A bare bones implementation of a model for well-detached eclipsing binaries. The model is essentially a reimplementation of the light curve generator used in Irwin et al. (2011) on LSPM J1112+7626, which was a modified version of the Fortran subroutine "light" by Southworth et al. (2004 - 2009) and Etzel (1981).

The light curve generator has been rewritten in C, using the analytic method of Mandel & Agol (2002) for the quadratic limb darkening law. The implementation aims for nearly full machine precision, although does not quite achieve this at the present time.
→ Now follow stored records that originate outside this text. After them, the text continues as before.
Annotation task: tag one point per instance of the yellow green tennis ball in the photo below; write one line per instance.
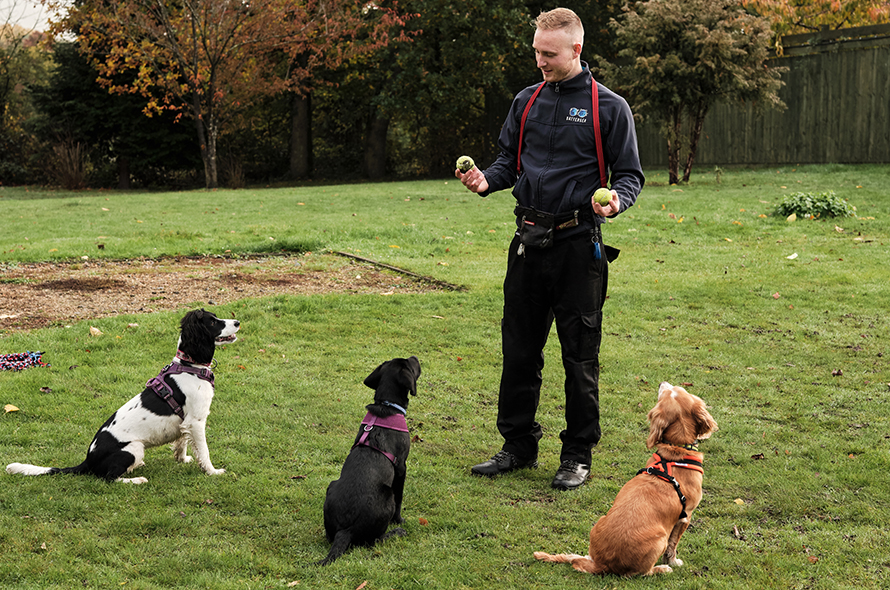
(465, 164)
(602, 196)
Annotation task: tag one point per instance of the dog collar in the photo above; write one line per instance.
(396, 407)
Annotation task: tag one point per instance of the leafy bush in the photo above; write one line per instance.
(812, 206)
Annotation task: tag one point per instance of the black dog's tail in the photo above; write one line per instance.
(26, 469)
(341, 544)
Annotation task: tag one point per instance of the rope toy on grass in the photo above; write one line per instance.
(21, 360)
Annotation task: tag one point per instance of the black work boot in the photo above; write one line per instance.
(570, 475)
(502, 462)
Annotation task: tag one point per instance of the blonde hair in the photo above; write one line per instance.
(561, 18)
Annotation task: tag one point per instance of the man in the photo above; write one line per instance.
(561, 274)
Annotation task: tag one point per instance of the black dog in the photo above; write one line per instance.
(172, 408)
(360, 505)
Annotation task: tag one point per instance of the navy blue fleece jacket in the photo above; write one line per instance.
(560, 171)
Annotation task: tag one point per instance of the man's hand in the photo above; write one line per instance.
(612, 208)
(474, 180)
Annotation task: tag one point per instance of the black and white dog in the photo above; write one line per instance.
(173, 407)
(360, 505)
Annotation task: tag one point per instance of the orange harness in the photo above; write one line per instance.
(664, 469)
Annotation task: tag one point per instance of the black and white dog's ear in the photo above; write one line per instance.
(410, 373)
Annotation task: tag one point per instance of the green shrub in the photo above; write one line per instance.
(812, 206)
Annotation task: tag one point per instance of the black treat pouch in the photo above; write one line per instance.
(535, 227)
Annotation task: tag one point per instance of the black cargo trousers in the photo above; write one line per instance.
(566, 282)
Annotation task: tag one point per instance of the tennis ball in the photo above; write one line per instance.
(465, 164)
(602, 196)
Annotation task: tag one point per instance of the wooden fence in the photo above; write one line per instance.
(837, 92)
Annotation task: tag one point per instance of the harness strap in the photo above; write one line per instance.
(595, 113)
(395, 422)
(663, 469)
(165, 392)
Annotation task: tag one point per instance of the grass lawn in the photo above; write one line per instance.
(780, 326)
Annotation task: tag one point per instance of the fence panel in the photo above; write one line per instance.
(837, 91)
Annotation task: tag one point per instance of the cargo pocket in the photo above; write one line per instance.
(591, 334)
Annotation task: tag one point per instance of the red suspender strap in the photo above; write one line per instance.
(596, 130)
(595, 112)
(528, 107)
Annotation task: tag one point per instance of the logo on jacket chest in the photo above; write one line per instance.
(577, 115)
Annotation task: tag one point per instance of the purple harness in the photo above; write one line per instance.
(165, 392)
(394, 422)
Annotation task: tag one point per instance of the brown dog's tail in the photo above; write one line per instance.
(582, 563)
(341, 544)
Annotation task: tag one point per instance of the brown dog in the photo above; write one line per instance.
(652, 510)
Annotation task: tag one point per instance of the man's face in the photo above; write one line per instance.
(556, 55)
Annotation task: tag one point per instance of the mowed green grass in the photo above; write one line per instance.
(789, 351)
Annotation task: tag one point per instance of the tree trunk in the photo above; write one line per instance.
(375, 147)
(698, 120)
(123, 172)
(673, 141)
(207, 141)
(301, 137)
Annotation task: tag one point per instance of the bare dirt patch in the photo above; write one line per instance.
(44, 294)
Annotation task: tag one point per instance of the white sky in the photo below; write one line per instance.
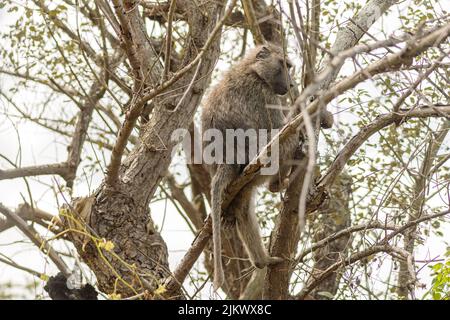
(38, 147)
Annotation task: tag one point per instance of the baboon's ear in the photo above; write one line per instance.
(263, 53)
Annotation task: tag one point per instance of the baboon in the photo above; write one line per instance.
(243, 99)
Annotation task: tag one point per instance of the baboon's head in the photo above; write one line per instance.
(272, 66)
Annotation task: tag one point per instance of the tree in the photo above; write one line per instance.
(115, 81)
The treatment of ellipsoidal variation is based on Binnendijk (1974) and Etzel (1981), and the reflection effect on Milne (1926), Russell (1939), and Etzel (1981).

Most of the additions made in the 2011 paper have been carried over, including the spot model and the corrections for the "classical" light travel time across the system (in the solar system, the effect is called the Romer delay). The model can also compute light ratios and radial velocities.

A Python wrapper is provided, and is intended to be the primary way to use the model, but it can also be called directly from C and via a thin wrapper from Fortran. An experimental IDL wrapper is provided in the subdirectory "idl", but I don't use IDL so it has had very little testing.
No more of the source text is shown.